The Sweetest Sound by Sherri Winston

“Singing with all my soul made me feel free and beautiful and loved” (Winston, 2017, p. 18).

I am really excited to share The Sweetest Sound (January, 20117, Little, Brown and Company) by Sherri Winston with you today! I received an advanced copy at NCTE, and I LOVED reading about Cadence’s love of music over the holiday break. This is one middle grades books that I would like to share with the future teachers with whom I work.

Cadence’s mom had always wanted to be a singer, so one day she leaves to follow her dream. Cadence has dreams of being a writer and a singer but is so shy that nobody knows she has a beautiful voice. When the new music director at her church wants kids in the choir to upload singing clips, Cadence sees this as an opportunity to reveal her voice but not her identity.

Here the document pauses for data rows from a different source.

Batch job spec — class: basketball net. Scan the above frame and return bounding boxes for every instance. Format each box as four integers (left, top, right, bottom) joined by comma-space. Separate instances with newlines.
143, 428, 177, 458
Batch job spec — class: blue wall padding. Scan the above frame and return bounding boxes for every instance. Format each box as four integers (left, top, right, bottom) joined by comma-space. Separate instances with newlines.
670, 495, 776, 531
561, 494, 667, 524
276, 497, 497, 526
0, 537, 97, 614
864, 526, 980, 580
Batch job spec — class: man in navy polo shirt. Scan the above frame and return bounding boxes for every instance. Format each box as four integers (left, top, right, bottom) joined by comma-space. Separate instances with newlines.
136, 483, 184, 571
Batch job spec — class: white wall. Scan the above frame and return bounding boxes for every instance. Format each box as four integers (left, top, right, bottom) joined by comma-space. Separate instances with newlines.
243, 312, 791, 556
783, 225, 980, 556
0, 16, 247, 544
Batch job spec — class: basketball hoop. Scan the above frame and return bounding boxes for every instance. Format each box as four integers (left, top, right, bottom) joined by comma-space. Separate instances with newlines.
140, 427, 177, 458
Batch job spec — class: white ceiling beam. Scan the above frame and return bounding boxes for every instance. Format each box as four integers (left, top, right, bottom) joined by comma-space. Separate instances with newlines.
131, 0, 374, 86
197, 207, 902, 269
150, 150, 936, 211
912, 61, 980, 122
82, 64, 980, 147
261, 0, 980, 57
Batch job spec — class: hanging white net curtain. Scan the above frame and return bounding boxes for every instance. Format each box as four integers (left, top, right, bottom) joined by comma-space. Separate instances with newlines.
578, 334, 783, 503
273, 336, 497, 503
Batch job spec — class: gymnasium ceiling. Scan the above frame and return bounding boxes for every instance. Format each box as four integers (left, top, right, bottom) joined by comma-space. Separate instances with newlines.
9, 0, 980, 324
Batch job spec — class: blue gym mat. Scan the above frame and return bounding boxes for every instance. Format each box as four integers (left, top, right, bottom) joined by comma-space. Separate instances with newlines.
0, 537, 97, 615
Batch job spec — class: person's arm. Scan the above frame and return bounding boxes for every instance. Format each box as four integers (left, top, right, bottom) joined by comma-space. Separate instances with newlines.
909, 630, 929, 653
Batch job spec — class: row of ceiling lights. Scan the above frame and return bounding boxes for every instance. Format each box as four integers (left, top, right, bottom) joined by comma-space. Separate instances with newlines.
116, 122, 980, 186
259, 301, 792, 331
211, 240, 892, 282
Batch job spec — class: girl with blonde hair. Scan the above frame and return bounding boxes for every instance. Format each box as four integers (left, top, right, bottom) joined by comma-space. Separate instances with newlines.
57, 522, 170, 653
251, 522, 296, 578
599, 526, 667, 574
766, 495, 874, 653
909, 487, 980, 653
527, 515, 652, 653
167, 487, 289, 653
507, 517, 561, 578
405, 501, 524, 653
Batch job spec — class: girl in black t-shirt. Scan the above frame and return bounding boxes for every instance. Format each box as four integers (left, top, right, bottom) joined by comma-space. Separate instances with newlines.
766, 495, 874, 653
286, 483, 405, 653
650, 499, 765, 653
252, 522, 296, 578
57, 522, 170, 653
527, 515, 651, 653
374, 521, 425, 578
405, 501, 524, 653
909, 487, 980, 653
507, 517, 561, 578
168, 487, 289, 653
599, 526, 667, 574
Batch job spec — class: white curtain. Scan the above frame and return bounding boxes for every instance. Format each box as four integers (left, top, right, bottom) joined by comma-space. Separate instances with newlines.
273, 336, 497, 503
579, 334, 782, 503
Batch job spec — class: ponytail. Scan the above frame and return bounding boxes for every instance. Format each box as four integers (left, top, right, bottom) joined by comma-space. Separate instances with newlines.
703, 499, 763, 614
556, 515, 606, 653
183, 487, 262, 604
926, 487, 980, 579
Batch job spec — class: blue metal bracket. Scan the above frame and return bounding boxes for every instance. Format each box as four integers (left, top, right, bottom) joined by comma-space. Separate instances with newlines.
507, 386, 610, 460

After a few twists and turns, Cadence is confident enough to reveal herself as the girl in the video.

Here’s what I LOVE about this book:

(1) It’s about learning the power of one’s voice. Winston’s book is about gaining confidence and about overcoming the fear of others knowing your talents. Whereas its focus is on singing, the book can help middle graders realize the value in standing up for themselves – no matter what their hobby or sport.

(2) I LOVE the poetic language. Winston has a gift for lyrical prose. It makes sense that in a book about a young girl who wants to be a writer and a singer that the language in the book is beautiful. My copy of The Sweetest Sound has so many lines underlined!

(3) This book portrays a single dad. One significant part of The Sweetest Sound is that Cadence lives with her dad and his son. I often speak with my students about the family types that are shared in the books they read or introduce to their students. This book helps students understand that kids can have different types of families. Cadence’s family includes her dad and brother – but also her aunt, church members, and a core of good friends.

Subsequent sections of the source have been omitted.